A Tale of Two Nations and Their Future Teachers:
A few years ago, the Rude Pundit was an English professor at a not bad, not great Midwestern university. Many of his students wanted to go on to be elementary and high school English teachers. He remembers distinctly one student, call her "Jenny" because that's not her name. Jenny was not bright. Her papers in this lit course were filled with errors and sentences so incoherent that they made Sarah Palin seem like Judith Butler.
A senior, she was shocked that her writing was so bad. The Rude Pundit asked her how other professors had not brought this to her attention, and she said she had always done well enough, getting by with Bs and Cs. Instead of thinking that she needed help, she insisted that the Rude Pundit was grading her too harshly. You'll just have to take his word for it that he was not. When she revised her papers, she made as many errors. When she took tests, she wrote answers that were not in any way connected to the questions or a realistic notion of comprehension.
However, she was in her last semester of school before she went into student teaching, which was the last step before she achieved her dream of becoming a full-time elementary school teacher. When the Rude Pundit learned that, he was appalled. He had taught mediocre education students before, but this was beyond the pale. The idea that she would be teaching children how to write actually sickened him. He spoke to other professors about her, and they all said the same thing, which could be reduced to, "Yeah, but what are you gonna do?"
The Rude Pundit flunked her because that was the grade she earned. She angrily confronted him about how he was delaying her becoming a teacher because she would have to take the course again. He replied, "You have no business being a teacher until you learn how to write." She took the course again with another professor, who passed her. Right now she is teaching 5th graders. He knows many other excellent schoolteachers who would find her reprehensible.

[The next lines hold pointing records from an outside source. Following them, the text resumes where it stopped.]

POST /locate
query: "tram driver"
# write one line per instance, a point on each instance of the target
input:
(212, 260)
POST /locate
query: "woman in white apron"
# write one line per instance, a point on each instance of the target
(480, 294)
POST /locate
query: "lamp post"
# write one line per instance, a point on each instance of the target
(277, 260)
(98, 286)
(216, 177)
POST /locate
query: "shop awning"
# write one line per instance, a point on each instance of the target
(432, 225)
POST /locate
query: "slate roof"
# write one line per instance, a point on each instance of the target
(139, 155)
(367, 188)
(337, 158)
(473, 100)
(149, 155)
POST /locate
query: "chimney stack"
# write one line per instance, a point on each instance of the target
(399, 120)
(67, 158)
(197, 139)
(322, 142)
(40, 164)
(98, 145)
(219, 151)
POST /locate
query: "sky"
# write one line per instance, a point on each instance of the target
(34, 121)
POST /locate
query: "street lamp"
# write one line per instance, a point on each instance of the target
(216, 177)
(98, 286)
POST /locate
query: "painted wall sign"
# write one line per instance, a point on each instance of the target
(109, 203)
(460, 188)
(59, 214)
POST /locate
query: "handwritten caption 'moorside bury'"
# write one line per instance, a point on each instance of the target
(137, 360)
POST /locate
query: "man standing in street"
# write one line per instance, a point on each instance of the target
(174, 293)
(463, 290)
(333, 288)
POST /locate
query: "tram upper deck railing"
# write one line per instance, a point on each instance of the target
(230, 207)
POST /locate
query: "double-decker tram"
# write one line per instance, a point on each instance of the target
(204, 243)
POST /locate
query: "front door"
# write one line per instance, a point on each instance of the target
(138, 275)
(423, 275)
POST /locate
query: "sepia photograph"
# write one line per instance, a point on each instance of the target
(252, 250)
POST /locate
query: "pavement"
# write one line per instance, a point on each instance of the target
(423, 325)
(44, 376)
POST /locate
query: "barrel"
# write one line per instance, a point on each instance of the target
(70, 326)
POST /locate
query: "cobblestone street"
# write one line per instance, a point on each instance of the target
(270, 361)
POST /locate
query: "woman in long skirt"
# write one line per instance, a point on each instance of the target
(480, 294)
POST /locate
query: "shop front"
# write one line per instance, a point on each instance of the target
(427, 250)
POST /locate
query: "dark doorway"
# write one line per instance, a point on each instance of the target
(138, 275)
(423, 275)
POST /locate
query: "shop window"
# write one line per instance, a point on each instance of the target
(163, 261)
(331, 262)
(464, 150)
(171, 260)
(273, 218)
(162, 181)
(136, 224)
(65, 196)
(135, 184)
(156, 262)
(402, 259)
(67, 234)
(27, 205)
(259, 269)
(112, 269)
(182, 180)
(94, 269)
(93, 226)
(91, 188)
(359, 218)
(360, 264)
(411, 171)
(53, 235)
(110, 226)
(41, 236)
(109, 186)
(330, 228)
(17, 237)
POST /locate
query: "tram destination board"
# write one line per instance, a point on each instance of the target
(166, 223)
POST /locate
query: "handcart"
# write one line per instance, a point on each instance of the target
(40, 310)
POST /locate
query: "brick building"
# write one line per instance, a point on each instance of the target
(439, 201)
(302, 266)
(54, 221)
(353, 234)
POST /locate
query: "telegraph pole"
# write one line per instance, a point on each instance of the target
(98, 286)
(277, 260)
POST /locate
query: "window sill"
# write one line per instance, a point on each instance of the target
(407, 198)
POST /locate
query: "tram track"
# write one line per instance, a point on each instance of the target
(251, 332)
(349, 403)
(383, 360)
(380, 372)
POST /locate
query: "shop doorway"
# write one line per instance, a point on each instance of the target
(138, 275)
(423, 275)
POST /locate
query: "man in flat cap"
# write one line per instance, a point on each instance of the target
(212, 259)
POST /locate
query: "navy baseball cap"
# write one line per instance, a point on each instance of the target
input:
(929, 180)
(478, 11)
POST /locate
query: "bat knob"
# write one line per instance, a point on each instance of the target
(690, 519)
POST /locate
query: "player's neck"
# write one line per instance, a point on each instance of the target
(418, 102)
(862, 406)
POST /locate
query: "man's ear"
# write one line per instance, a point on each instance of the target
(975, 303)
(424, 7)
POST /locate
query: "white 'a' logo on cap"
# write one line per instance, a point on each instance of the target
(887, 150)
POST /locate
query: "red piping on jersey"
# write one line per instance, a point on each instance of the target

Flash forward a year later. The Rude Pundit is overseas in Denmark. He's been brought there to teach interactive political theatre workshops at a couple of colleges or "seminariums." The seminariums he visited were devoted to teaching teachers how to teach. There are eighteen such schools in Denmark, and they train new teachers, who must already have degrees from colleges, and offer in-service additional training to established teachers. In other words, you better be good or you're not teaching the children of Denmark. And why do people do it? Because Denmark values teaching, paying the people who do it well, keeping schools in good shape, and more.
The students the Rude Pundit taught there were not special in terms of the seminariums. But they were incredible. They asked him questions about U.S. involvement in the wars. They developed and performed pieces about torture and sexual harassment and school policies without any prompting. They questioned, constantly, everything about power and authority. And they wrote English better than most of his students back home. He wanted these students to be teachers. Any one of them would have been excellent in the classroom.
This compare/contrast essay was prompted by an editorial in today's Washington Post by Matt Miller. In a thoughtful, ambitious piece, Miller avoids blanket condemnation of teachers' unions and instead focuses on a part of the puzzle that doesn't get as much attention: the actual way in which America gets teachers. Miller offers the shocking heresy that "The top performing school systems in the world have strong teachers unions at the heart of their education establishment." The difference is that "[t]he chief educational strategy of top-performing nations such as Finland, Singapore and South Korea is to recruit talent from the top third of the academic cohort into the teaching profession and to train them in selective, prestigious institutions to succeed on the job."
What Miller proposes is a radical alteration in the way the United States approaches the profession of teaching, which he and Paul Kihn offered last year. And it has nothing to do with bullshit bandages like charter schools, school choice, and privatization. No, in fact, it's quite the opposite. It's to treat education like the foundation of a strong society that it actually is:
"What about starting salaries of $65,000 rising to $150,000 for teachers (and more for principals)? And federally funded 'West Points' of teaching and principal training to model for the nation how it can be done? And new federal cash for poor districts now doomed by our 19th-century system of local school finance, so they can compete in regional labor markets for the talent that today gravitates to higher-paying suburbs? And shrinking today’s 15,000 unwieldy, archaic local school districts (where we’re also an international outlier) to, say, a more manageable 60 — one in each state plus 10 big urban districts?"
Miller and Kihn put the cost at $30 billion a year. Or roughly 4.5% of the current military budget. Which means it'll never happen. And we will continue to try to cobble together our education system through bits and pieces and budget cuts and private companies instead of actually behaving as if it matters.